À bord du bateau à vapeur qui fait le trajet de Whitehall à St. Jean sur le lac Champlain, St. Luc fit la connaissance d’un jeune canadien, du nom de Rodolphe DesRivières, qui retournait à Montréal. Le caractère franc et ouvert de ce jeune homme, qui était à peu près de son âge, son humeur gaie et complaisante, ses manières sans prétentions, plurent infiniment à St. Luc. Il était bien aise de cette rencontre ; il avait besoin de quelqu’un qui put le guider dans ses recherches, de quelqu’un qui put être en même temps son compagnon et son ami dans un pays où il était parfaitement étranger. Il ne pouvait mieux rencontrer.

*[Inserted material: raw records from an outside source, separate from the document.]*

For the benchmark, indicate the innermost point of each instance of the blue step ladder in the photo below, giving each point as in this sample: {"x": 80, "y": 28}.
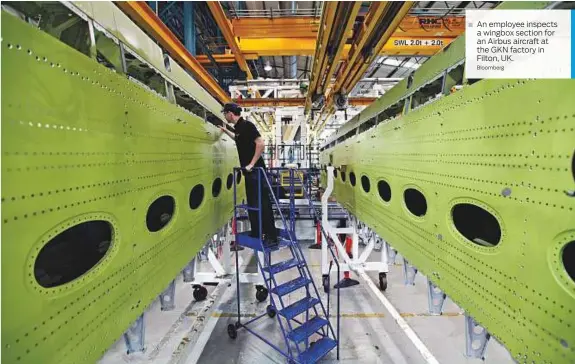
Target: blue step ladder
{"x": 298, "y": 321}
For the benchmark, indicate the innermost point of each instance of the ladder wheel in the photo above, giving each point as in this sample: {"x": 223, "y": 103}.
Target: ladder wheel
{"x": 383, "y": 281}
{"x": 200, "y": 293}
{"x": 271, "y": 311}
{"x": 325, "y": 282}
{"x": 232, "y": 331}
{"x": 261, "y": 293}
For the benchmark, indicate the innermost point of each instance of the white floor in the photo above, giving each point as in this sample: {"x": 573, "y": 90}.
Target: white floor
{"x": 196, "y": 332}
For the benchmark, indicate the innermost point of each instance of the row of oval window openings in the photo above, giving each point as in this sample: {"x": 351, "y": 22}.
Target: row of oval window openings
{"x": 63, "y": 260}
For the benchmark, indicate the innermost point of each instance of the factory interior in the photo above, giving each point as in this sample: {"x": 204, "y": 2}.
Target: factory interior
{"x": 400, "y": 212}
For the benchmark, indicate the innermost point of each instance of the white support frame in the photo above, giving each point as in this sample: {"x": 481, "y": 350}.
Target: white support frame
{"x": 361, "y": 267}
{"x": 358, "y": 263}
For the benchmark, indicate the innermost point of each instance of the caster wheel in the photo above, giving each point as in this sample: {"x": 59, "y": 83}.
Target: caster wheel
{"x": 232, "y": 331}
{"x": 271, "y": 311}
{"x": 200, "y": 293}
{"x": 325, "y": 282}
{"x": 383, "y": 281}
{"x": 261, "y": 293}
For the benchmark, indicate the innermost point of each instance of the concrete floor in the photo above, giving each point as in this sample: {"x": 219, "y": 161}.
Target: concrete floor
{"x": 368, "y": 332}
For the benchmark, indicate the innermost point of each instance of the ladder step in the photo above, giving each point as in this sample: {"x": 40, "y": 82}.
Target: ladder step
{"x": 280, "y": 267}
{"x": 290, "y": 286}
{"x": 247, "y": 207}
{"x": 318, "y": 350}
{"x": 307, "y": 329}
{"x": 300, "y": 306}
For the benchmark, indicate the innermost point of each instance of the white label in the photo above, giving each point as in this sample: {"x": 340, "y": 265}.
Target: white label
{"x": 518, "y": 44}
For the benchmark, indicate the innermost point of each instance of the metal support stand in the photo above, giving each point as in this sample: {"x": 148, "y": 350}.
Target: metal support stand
{"x": 168, "y": 296}
{"x": 476, "y": 339}
{"x": 391, "y": 253}
{"x": 189, "y": 271}
{"x": 354, "y": 261}
{"x": 436, "y": 297}
{"x": 409, "y": 272}
{"x": 134, "y": 336}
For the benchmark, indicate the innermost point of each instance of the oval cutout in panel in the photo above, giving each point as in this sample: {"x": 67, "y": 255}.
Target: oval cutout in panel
{"x": 415, "y": 202}
{"x": 196, "y": 196}
{"x": 568, "y": 256}
{"x": 72, "y": 253}
{"x": 216, "y": 187}
{"x": 160, "y": 213}
{"x": 230, "y": 181}
{"x": 384, "y": 190}
{"x": 476, "y": 224}
{"x": 365, "y": 183}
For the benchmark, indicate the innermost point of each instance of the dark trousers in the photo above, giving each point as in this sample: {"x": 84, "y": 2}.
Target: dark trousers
{"x": 268, "y": 221}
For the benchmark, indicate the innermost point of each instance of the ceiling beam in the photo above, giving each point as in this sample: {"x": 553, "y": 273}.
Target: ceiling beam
{"x": 381, "y": 22}
{"x": 306, "y": 27}
{"x": 146, "y": 19}
{"x": 320, "y": 47}
{"x": 395, "y": 46}
{"x": 228, "y": 32}
{"x": 296, "y": 101}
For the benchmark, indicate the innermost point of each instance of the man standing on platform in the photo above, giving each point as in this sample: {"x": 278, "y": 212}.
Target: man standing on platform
{"x": 250, "y": 146}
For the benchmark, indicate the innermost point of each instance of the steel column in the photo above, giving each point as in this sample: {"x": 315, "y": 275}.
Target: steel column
{"x": 189, "y": 27}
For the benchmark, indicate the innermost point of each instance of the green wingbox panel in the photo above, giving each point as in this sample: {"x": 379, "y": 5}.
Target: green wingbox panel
{"x": 507, "y": 147}
{"x": 81, "y": 143}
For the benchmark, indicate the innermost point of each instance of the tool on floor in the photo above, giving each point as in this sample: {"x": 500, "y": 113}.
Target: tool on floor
{"x": 306, "y": 317}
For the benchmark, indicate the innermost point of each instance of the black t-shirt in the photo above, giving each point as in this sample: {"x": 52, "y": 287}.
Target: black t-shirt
{"x": 246, "y": 135}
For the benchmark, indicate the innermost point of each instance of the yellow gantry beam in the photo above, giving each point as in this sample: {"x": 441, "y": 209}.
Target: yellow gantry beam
{"x": 351, "y": 79}
{"x": 228, "y": 32}
{"x": 225, "y": 58}
{"x": 145, "y": 17}
{"x": 359, "y": 60}
{"x": 296, "y": 101}
{"x": 283, "y": 27}
{"x": 349, "y": 19}
{"x": 326, "y": 24}
{"x": 307, "y": 27}
{"x": 395, "y": 46}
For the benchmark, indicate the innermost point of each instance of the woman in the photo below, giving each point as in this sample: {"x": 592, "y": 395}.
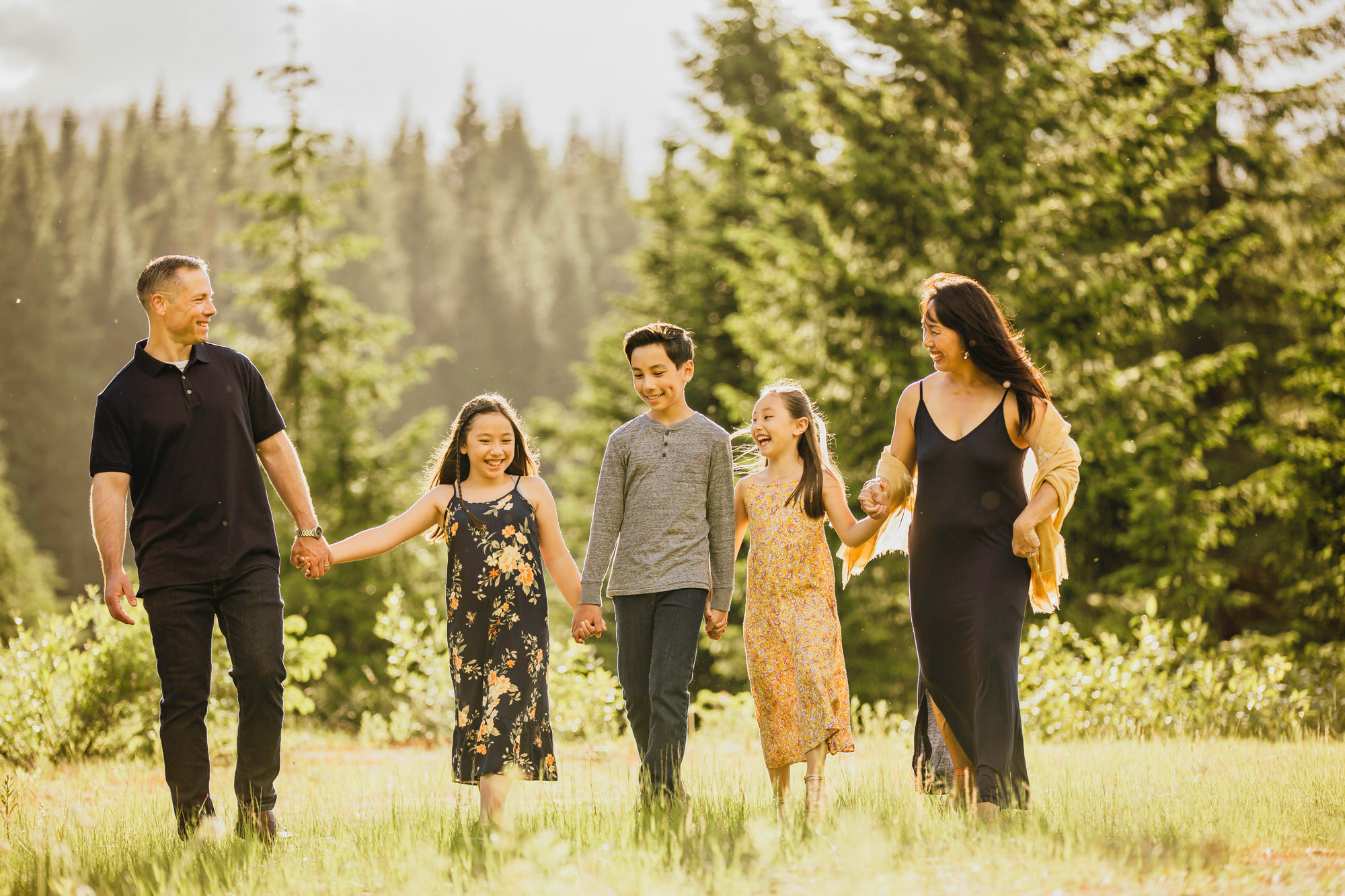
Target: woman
{"x": 980, "y": 540}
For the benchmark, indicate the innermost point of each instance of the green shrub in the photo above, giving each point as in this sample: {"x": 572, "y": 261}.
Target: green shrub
{"x": 80, "y": 684}
{"x": 1172, "y": 678}
{"x": 584, "y": 696}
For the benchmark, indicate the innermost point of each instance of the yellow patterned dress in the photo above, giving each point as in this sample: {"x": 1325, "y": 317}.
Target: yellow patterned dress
{"x": 792, "y": 630}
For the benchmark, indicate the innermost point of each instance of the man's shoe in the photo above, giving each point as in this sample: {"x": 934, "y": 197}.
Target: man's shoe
{"x": 260, "y": 823}
{"x": 192, "y": 821}
{"x": 210, "y": 830}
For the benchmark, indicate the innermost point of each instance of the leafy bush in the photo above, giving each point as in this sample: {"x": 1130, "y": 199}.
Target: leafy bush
{"x": 1175, "y": 680}
{"x": 80, "y": 684}
{"x": 586, "y": 697}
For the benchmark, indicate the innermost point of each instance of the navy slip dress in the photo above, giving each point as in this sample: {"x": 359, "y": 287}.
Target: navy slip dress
{"x": 969, "y": 595}
{"x": 498, "y": 639}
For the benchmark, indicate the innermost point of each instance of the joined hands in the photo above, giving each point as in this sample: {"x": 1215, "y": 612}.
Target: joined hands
{"x": 588, "y": 623}
{"x": 311, "y": 555}
{"x": 876, "y": 498}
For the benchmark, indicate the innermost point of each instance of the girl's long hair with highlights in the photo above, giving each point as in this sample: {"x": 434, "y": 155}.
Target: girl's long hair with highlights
{"x": 993, "y": 345}
{"x": 814, "y": 447}
{"x": 451, "y": 464}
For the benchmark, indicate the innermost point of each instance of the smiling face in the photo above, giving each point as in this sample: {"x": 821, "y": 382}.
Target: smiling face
{"x": 657, "y": 380}
{"x": 774, "y": 431}
{"x": 945, "y": 346}
{"x": 185, "y": 309}
{"x": 489, "y": 446}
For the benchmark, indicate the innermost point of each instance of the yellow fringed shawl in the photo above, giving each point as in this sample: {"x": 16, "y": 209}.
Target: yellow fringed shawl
{"x": 1056, "y": 460}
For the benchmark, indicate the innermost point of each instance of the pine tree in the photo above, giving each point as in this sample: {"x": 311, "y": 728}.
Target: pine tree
{"x": 338, "y": 372}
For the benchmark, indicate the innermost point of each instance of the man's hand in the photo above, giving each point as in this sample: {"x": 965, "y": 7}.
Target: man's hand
{"x": 311, "y": 555}
{"x": 716, "y": 620}
{"x": 116, "y": 587}
{"x": 587, "y": 623}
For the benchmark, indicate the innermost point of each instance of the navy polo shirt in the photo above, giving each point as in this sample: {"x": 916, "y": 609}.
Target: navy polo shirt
{"x": 189, "y": 440}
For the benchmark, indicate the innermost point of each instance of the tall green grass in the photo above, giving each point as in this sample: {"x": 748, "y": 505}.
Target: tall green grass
{"x": 1153, "y": 817}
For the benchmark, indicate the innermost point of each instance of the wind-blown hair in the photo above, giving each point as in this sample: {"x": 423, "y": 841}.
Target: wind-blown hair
{"x": 451, "y": 466}
{"x": 814, "y": 447}
{"x": 993, "y": 345}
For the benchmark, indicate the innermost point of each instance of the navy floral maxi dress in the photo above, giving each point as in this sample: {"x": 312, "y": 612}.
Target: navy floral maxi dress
{"x": 498, "y": 639}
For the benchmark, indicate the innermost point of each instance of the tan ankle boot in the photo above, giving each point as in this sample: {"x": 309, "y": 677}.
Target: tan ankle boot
{"x": 814, "y": 795}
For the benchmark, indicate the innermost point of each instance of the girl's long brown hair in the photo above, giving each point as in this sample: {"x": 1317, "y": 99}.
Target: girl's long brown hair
{"x": 451, "y": 466}
{"x": 814, "y": 447}
{"x": 993, "y": 345}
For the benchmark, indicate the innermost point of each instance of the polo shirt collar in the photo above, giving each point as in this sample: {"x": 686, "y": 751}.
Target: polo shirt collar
{"x": 153, "y": 366}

Rodolphe DesRivières était un peu plus grand que St. Luc, mais pas aussi carré des épaules, ni aussi robustement taillé. Il y avait même quelque chose d’efféminé dans son visage un peu trop blanc, et dans ses grands yeux bleus empreints d’une certaine teinte de mélancolie. Mais celui qui l’aurait jugé sur ces apparences se serait trompé ; il était d’une force et d’une activité peu communes ; sa force consistait, surtout, dans la vigueur des bras.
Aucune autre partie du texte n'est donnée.